Pero Carmen lo detuvo. —¿Cómo va a entender el chofer de estas cosas?
Con un significado oculto en sus palabras, le lanzó una mirada a Ana. —Sería mejor que fuera Ana a comprarlos.
Alejandro también miró a Ana, algo dudoso.
Pero Ana habló por iniciativa propia: —No pasa nada, puedo ir.
Por dentro se sentía un poco eufórica.
Hacía mucho que quería librarse de la vigilancia de Alejandro para volver a tramitar el DNI.
Esta vez justo se presentaba la oportunidad.
Así que, sin esperar a que Alejandro dijera nada, ella misma detuvo un taxi.
Después de volver a tramitar el DNI, fue a una copistería a imprimir un documento de cesión voluntaria de acciones.
Ahora ya tenía las pruebas de la traición sentimental de Alejandro; mientras encontrara la manera de hacer que él le devolviera las acciones del Grupo García, podría discutir abiertamente con él o romper definitivamente.

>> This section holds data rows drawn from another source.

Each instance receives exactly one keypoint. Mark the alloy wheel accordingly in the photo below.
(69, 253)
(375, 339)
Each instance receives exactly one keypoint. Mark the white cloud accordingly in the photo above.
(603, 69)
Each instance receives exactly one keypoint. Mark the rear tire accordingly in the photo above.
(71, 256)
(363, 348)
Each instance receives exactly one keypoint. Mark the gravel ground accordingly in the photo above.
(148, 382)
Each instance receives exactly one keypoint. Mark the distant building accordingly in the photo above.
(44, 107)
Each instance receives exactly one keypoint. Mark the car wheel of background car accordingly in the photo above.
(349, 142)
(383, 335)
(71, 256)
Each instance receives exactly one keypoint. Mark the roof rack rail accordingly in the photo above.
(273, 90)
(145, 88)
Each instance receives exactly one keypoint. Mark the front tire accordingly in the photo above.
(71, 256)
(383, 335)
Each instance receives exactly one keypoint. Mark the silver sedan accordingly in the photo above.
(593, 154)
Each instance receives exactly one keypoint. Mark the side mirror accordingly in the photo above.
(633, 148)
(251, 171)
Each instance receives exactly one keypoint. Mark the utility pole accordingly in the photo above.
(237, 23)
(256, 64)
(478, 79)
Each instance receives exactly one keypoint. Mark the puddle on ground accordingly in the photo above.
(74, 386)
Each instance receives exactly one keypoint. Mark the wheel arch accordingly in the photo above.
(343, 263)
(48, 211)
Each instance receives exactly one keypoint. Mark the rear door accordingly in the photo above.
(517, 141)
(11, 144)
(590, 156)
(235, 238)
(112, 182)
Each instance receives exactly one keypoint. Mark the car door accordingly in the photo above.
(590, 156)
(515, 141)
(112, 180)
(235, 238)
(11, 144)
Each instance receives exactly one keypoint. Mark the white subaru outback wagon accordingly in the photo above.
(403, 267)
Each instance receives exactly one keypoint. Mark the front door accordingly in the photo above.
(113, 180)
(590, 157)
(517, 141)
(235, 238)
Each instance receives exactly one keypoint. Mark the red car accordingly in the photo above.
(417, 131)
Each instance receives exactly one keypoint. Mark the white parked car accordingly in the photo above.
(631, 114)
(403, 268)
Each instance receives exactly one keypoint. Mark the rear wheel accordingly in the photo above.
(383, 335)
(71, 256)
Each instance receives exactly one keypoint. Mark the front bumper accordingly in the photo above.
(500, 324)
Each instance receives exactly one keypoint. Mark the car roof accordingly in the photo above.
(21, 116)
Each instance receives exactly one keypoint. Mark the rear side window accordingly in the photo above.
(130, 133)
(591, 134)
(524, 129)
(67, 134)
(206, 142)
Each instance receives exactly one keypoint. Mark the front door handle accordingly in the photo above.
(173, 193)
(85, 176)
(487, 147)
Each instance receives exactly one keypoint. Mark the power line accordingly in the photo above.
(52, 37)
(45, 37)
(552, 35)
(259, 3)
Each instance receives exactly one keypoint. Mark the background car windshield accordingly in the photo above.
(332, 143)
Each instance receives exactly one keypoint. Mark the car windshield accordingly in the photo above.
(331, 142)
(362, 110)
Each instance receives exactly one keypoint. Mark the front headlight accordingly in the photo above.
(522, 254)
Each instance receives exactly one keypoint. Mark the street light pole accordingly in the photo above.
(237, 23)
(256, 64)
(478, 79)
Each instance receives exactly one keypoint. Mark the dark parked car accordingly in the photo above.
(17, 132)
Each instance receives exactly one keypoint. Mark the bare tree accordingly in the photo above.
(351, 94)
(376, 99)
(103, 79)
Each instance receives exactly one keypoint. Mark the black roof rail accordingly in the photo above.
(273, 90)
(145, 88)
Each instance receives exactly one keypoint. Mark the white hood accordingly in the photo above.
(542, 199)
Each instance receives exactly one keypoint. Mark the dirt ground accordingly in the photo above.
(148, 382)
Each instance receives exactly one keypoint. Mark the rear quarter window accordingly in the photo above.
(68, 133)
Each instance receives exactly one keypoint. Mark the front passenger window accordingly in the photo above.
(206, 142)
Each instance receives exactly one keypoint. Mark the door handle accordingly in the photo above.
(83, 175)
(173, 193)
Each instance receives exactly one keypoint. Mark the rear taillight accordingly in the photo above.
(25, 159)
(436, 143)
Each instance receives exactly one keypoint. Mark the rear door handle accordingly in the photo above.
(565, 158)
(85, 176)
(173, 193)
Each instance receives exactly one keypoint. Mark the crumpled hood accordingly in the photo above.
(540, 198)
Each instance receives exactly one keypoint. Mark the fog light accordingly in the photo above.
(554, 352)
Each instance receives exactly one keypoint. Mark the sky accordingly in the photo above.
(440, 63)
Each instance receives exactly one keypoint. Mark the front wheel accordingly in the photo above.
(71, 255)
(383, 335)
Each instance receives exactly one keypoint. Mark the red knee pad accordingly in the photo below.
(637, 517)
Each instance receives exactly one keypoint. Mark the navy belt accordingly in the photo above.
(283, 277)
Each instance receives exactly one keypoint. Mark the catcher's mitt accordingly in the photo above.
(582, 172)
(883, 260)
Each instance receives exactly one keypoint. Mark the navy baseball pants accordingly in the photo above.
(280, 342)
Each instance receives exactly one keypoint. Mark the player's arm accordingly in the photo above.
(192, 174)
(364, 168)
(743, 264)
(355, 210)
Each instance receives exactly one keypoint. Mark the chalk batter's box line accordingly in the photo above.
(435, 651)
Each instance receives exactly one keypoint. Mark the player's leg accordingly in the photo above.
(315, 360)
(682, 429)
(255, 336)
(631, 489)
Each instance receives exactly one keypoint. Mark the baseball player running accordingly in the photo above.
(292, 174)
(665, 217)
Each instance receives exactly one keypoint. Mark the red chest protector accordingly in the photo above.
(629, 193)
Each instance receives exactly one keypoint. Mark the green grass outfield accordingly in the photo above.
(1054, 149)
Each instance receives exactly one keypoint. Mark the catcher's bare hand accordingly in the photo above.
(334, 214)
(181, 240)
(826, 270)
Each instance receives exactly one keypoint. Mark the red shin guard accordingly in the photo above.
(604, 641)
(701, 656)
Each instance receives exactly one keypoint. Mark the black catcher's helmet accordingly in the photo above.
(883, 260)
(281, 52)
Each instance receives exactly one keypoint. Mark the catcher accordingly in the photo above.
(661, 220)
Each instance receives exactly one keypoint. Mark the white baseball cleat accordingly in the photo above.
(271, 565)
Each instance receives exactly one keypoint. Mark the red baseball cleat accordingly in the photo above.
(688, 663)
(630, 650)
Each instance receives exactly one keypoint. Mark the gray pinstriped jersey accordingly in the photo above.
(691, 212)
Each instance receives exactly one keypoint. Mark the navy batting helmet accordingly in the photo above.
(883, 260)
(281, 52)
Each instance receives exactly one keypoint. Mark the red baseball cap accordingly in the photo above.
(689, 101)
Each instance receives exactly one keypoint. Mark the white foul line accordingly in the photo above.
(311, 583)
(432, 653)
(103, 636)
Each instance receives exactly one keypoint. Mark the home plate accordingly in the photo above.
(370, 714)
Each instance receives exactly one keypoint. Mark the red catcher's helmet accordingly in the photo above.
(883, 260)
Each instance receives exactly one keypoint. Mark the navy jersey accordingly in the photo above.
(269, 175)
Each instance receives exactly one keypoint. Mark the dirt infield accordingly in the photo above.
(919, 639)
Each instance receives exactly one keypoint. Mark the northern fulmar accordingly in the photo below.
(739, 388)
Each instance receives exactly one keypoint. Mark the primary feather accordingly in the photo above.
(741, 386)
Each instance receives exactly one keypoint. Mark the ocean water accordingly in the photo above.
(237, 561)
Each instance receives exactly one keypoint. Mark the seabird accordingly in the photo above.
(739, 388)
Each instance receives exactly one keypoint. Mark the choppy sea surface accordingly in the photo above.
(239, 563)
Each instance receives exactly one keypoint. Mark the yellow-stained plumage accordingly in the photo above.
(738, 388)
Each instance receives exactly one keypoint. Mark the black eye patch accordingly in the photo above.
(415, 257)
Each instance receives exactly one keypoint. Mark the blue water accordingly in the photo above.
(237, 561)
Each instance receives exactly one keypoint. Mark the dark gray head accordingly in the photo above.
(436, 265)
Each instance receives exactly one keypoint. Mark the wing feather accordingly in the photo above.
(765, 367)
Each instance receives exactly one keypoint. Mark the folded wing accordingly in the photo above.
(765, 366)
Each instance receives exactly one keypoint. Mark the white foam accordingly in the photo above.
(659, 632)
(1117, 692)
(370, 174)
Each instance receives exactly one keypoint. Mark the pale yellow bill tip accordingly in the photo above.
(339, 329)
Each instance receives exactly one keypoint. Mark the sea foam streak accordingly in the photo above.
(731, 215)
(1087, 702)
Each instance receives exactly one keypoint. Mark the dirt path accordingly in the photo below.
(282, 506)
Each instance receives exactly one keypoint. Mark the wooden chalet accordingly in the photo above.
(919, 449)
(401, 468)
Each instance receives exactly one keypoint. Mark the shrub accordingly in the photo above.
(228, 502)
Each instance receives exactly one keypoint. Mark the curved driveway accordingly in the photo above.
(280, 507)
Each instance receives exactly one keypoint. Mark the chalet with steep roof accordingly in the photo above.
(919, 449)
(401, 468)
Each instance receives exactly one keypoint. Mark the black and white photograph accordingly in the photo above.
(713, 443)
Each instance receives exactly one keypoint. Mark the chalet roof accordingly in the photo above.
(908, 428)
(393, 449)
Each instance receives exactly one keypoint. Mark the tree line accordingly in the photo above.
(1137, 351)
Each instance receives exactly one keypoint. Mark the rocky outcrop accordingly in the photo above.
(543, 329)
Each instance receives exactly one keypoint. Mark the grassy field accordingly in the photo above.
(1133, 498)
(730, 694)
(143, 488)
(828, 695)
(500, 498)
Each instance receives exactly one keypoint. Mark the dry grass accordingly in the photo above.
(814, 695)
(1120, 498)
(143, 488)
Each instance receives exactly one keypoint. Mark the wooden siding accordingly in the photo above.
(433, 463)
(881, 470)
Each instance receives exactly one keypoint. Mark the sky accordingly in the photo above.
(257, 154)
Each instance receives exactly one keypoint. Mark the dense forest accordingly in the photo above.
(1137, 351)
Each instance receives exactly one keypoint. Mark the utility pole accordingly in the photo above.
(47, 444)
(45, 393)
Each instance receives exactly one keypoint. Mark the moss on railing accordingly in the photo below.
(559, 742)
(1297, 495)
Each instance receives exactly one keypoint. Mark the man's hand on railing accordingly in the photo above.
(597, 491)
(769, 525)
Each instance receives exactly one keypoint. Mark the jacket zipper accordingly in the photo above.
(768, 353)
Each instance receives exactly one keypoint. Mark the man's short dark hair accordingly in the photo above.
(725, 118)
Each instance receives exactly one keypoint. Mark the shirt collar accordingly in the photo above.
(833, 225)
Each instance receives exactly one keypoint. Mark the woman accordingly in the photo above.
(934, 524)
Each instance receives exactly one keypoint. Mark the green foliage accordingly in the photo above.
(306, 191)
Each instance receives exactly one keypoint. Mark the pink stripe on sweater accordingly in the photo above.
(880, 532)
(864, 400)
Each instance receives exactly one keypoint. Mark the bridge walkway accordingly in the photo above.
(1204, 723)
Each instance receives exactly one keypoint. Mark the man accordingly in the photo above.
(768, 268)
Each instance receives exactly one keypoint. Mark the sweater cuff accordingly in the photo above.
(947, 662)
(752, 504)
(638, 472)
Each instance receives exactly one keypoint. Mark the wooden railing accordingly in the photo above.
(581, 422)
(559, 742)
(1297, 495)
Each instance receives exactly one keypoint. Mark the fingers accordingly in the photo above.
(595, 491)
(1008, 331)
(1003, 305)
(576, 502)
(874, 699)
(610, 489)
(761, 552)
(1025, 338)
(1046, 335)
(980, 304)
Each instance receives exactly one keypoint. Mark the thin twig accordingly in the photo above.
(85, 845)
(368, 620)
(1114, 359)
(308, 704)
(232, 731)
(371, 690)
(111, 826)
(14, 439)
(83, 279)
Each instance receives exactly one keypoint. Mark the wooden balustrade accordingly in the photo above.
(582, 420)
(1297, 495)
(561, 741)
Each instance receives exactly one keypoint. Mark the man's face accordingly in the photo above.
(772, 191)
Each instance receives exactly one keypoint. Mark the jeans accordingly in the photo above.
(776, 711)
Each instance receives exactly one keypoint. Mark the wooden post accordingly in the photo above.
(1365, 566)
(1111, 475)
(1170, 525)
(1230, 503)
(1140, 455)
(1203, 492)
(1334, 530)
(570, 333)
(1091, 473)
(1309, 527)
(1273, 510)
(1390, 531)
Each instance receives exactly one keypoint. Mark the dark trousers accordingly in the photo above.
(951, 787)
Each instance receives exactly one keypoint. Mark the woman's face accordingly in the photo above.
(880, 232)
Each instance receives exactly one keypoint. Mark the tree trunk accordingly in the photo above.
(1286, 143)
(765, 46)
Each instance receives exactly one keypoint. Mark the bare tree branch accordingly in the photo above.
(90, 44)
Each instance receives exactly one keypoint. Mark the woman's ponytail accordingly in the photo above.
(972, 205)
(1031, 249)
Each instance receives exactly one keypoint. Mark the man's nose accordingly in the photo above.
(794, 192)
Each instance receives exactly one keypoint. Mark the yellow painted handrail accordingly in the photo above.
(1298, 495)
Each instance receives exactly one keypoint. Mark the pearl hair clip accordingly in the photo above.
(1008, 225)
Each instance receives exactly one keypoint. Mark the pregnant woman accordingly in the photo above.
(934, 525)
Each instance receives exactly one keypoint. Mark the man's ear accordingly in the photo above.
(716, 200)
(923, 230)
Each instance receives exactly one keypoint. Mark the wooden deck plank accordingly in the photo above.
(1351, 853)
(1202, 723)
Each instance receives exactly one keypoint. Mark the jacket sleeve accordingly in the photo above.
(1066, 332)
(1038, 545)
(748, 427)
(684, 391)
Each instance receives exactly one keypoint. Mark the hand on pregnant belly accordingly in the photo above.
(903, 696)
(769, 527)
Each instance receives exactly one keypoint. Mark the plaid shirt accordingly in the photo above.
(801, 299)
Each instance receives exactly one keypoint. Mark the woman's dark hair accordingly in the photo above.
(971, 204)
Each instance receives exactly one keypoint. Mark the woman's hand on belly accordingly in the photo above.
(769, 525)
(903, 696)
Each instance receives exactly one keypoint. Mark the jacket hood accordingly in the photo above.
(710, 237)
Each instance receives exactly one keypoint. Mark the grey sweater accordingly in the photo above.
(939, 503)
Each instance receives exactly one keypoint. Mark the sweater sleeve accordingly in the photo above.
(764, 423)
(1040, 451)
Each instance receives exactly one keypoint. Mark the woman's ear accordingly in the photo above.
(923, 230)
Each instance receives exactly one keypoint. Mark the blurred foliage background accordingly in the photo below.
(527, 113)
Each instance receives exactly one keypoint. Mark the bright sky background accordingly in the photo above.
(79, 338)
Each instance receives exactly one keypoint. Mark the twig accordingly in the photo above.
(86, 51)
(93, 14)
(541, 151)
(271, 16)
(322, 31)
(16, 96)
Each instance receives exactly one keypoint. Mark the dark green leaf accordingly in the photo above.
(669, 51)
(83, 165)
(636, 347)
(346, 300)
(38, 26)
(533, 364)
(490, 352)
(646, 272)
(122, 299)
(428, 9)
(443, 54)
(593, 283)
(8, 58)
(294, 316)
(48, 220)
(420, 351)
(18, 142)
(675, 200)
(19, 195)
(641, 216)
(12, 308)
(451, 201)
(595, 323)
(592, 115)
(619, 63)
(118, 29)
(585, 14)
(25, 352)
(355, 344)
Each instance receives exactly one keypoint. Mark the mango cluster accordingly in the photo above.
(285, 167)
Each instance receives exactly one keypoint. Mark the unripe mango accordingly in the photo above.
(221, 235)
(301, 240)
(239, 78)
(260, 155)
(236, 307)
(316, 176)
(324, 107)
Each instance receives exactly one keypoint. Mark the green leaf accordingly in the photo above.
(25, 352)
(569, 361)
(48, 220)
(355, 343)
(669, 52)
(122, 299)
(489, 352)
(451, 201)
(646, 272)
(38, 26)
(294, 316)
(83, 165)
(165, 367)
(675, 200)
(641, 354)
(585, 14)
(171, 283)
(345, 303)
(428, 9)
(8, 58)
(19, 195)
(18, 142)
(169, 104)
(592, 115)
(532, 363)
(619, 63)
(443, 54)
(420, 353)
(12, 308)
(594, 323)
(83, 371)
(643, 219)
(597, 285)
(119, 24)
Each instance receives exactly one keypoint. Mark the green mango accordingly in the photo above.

Solo después de guardar con cuidado en el bolso el documento de cesión de acciones, Ana se preparó para ir a comprarle a Carmen el calentador adhesivo.
Sin embargo, justo cuando dio el primer paso hacia fuera, alguien la golpeó de repente en la nuca.
Ana solo sintió que todo se oscurecía ante sus ojos y perdió la conciencia.
Cuando volvió a despertar, estaba atada en un almacén, y a su lado estaba Carmen, igualmente atada.
Delante de ellas se encontraba Alejandro, con el rostro sombrío.
—Presidente Alejandro, dos mujeres, elija a una…
El secuestrador sostenía un cuchillo apoyado en el cuello de ella y en el de Carmen.
El rostro de Alejandro se volvía cada vez más oscuro.
—Presidente Alejandro, ¿qué está haciendo?
—¡Atrás, o mataré a las dos!
El secuestrador parecía duro por fuera, pero en el fondo era débil; Alejandro ignoró por completo sus amenazas, avanzó a grandes zancadas y le arrebató el cuchillo.
—Carmen, ¿qué clase de juego de secuestro absurdo te traes entre manos?
Le desató las cuerdas, con un tono que llevaba un matiz de impotencia.
Al verse descubierta, Carmen simplemente sonrió y agarró la mano de Alejandro, que iba a desatar las cuerdas de Ana.
—Mi Ale, dime, entre Ana y yo, ¿a quién quieres más?